Out of memory on relatively small join

Environment:

  • Dremio-oss v22.0 in Docker
  • Host: Windows 10 pro
  • Environment changes in docker-compose.yaml file:
    - DREMIO_MAX_MEMORY_SIZE_MB=16384
    - DREMIO_MAX_DIRECT_MEMORY_SIZE_MB=12288

Scenario:

  • Processing two directories A and B, containing subdirectories with json files
  • Full size of all files in both directories = 12MB, but the files individually have a relatively deep hierarchical structure
  • I want to extract some information out of the json files
  • Directory A: successfully created a query that extracts some info from the json and still keeps the original json in a column
  • Directory B: sucessfully created a query that extracts some info from the json and keeps a part of the original json in a column

Issue:

  • I then want to join both queries on a shared key
  • This fails with the message “Query was cancelled because it exceeded the memory limits set by the administrator.”

Rephrased join query:

The join query is essentially this one (I renamed tables and fields):

SELECT A.procedure_name AS procedure_name,
A.jsondoc AS jsondoc,
A.jsonref AS jsonref,
B.jsondoc2 AS jsondoc2
FROM
A
LEFT OUTER JOIN B ON A.jsonref = B.jsonref

Question:

Given the relatively small size of those jsons and the (in comparison) big amount of available memory (16GB) I expect the issue to have another origin. How can we debug this?
Both sides of the join contain about 500 records with overall size of 12 MB.

Extra info:

  • The first directory with jsons required us to disable a support variable exec.operator.copier.complex.vectorize.
  • The second directory with jsons required us to set a support variable store.json.all_text_mode=true

@qootec Are you running out of heap or direct?
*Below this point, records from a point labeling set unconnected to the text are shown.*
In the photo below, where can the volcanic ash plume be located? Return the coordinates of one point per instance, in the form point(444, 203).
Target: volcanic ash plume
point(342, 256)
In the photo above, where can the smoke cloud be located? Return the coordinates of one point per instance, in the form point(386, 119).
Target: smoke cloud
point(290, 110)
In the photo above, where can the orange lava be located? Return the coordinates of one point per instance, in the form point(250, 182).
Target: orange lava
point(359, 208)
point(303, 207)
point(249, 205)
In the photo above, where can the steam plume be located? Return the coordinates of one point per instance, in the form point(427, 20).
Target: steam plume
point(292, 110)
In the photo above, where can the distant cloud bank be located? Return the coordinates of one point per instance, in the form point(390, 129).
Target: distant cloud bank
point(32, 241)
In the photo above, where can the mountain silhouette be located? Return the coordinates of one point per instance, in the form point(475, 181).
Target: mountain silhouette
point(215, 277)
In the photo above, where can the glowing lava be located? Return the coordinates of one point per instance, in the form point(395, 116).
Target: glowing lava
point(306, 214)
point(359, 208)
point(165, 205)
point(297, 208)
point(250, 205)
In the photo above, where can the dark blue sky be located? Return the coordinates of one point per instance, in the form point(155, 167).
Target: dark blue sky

Can we please have the profile?

Thanks for your reply.

In order to answer your question, I was about to retry today.
I see though that the schema of the jsons that I receive is not stable.
This is not an “evolution”, but rather different kinds of jsons.
I only need to process one of these kinds and I could textually filter on the occurrence of a given string in them to make sure that I only process those that I need.

Potentially this also avoids the issue that I have submitted, so I think it would be good to first get that done.

I do not immediately see how I can configure Dremio to first “textually” filter the offered jsons and only after that start to interpret the schema of those files that satisfy the filter.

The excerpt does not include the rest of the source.